About 4,800 websites get infected with formjacking software every month globally. The newest Symantec’s Internet Security Threat Report lists formjacking as one of the most dangerous attacks in the history of cybercrime.
Formjacking is like virtual ATM skimming. First, cyber criminals inject malicious code into an online shopping website to steal victims’ payment card details. The code reads credit card information as the person enters it, and then sends that information to the hacker.
“Formjacking is becoming more and more used by cybercriminals because of the simplicity to carry out it. The actual e-commerce transaction goes through as if nothing has happened. The victim usually realizes that they have been attacked just when charges start showing up on credit card statements,” says Daniel Markuson, a digital privacy expert at NordVPN.
Symantec’s research revealed that small and medium-sized retailers are the most widely compromised, although no company is immune. Even the online payment websites of such well-known retailers as Ticketmaster and British Airways suffered from formjacking code.
It’s hardly possible for users to detect this kind of attack until it’s too late. That’s why it’s mainly up to e-shops and other e-commerce platforms to defeat this threat. Nevertheless, good online shopping practices can still protect you from the risk of losing your money. There are a couple of ways to stay safe:
- Shop only at reputable websites. Avoid making impulsive purchases from online shops you don’t know. Keep in mind that smaller sites that do not have enough resources and the same level of protection as major sites are more likely to host a formjacking script.

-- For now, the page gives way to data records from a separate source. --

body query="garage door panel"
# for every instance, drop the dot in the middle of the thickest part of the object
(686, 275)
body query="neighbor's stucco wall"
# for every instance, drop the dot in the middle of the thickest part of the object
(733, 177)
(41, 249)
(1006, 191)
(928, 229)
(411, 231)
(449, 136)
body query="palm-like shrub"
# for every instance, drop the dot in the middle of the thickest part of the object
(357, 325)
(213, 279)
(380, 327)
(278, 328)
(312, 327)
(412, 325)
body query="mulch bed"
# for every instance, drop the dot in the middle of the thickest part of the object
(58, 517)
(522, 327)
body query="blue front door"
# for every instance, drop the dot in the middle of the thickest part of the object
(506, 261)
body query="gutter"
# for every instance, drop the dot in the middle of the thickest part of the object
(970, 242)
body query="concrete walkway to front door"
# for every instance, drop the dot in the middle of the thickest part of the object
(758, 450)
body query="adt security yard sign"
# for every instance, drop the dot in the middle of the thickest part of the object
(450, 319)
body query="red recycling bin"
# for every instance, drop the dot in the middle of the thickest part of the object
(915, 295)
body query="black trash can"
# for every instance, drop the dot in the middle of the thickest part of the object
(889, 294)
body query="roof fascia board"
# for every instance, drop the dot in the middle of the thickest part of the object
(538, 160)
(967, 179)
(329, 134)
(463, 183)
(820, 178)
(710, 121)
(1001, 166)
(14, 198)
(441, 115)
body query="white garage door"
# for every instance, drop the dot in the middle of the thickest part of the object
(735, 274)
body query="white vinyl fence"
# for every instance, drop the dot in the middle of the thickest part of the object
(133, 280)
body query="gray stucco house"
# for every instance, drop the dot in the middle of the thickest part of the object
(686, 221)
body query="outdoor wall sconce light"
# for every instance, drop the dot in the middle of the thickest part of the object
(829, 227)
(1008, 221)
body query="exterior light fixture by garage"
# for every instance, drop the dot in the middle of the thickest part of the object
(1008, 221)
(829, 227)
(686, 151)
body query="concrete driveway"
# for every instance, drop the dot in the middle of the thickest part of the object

- Carefully read other customers’ reviews. If someone has already been hit by a formjacking attack, it‘s very likely that you’ll find a comment about that. Always do your research in advance and if you notice something suspicious, better look for another store.
- Provide companies only with necessary information. The less data they have, the less they can leak. Don’t provide your date of birth, social security number, or bank account number just because someone asks for it.
- Stay organized. Make sure to keep all your documentation, such as receipts or order confirmation numbers to prove your online purchase. It is also important to constantly check your credit card statements. If you see any activities on your balance that you don’t expect to find, try to recall whether you really authorized the charge. If you can’t recall it, inform your bank or credit card issuer, and they should be able to help you.